‘The Lost Daughter’ follows a professor on vacation as she is reminded of her tumultuous time as a young mother after encountering another young mother and her daughter at the beach. Based on the book of the same name by Elena Ferrante, the film follows the protagonist’s cerebral journey as she grapples with her bitter memories and guilt. At the same time, Leda also becomes involved in the affairs of the young mother, Nina, who she meets at the beach.
In a film that so intricately explores motherhood through multiple mother-daughter relationships, does the title refer to a specific relationship? Let’s take a look at the significance of the title of ‘The Lost Daughter.’ SPOILERS AHEAD.
What Does The Lost Daughter Title Mean?
The narrative opens with Leda on vacation on a Greek island, and the very first callback to the film’s title occurs fairly soon. On one of her first mornings at the beach, Leda notices Nina and her family frantically searching for the latter’s young daughter, Elena. Eventually, Leda finds Elena playing nearby and brings the child back to her mother, thus forming a friendship between Nina and Leda. However, this also leads Leda to steal Elena’s stuffed toy, which introduces a dark, psychological tone to the film that gets steadily more prominent.
Thus, one of the film’s first turning points occurs because of Nina’s “lost” daughter. The fact that Leda is quickly reminded of briefly losing her own daughter, Bianca, at the beach many years ago also hints that the initial connection between Leda and Nina is because they both lost their daughters. This also extends to the film’s overarching theme as the narrative continues to make parallels between Nina and (young) Leda as mothers.
One of the protagonist’s major sources of guilt, as it becomes clear later, is the fact that she abandoned her daughters for three years when they were five and seven years old. This is something that Leda cannot get over, and the film’s title also seems to hint at how Leda essentially “lost” her daughters. Leda feels immense regret for not being there for her daughters, which eventually takes her down a dark path.
Much like its ending, the film’s title is ambiguous yet fitting. The “lost daughter” could also refer to Leda herself as it is hinted that she had a painful childhood (which remains largely unexplored in the narrative). When her husband threatens to take their daughters to her mother’s house, Leda refers to the place as a “shithole” and claims that she doesn’t want her daughters there.

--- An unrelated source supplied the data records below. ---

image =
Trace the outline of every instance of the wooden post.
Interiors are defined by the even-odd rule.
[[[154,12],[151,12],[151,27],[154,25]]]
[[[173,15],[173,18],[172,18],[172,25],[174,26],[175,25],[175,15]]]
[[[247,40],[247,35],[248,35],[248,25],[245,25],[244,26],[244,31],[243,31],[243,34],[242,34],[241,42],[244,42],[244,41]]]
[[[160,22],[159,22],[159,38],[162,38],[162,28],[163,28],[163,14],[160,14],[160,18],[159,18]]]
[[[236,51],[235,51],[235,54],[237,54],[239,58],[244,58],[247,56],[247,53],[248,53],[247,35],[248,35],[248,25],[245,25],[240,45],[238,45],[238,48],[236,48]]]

Leda’s painful childhood could be one of the reasons she carries the guilt of not being there for her own daughters. Thus, the title of ‘The Lost Daughter’ could very well refer to the protagonist, who is herself a “lost daughter” with a painful childhood. If the theme of the mother being a “lost daughter” is widened, we can also imagine the film’s title referring to Nina, who seems almost as overwhelmed as (young) Leda by the constant demands of motherhood.
‘The Lost Daughter’ is a film that explores multiple aspects of motherhood and introduces audiences to two young mothers and their respective daughters. The movie’s title fits many pivotal situations seen therein and is likely meant to have multiple meanings. In the end, the title seemingly attempts to encompass the vast gamut of emotions that the film explores by staying relatively ambiguous yet connected to the film’s central relationships.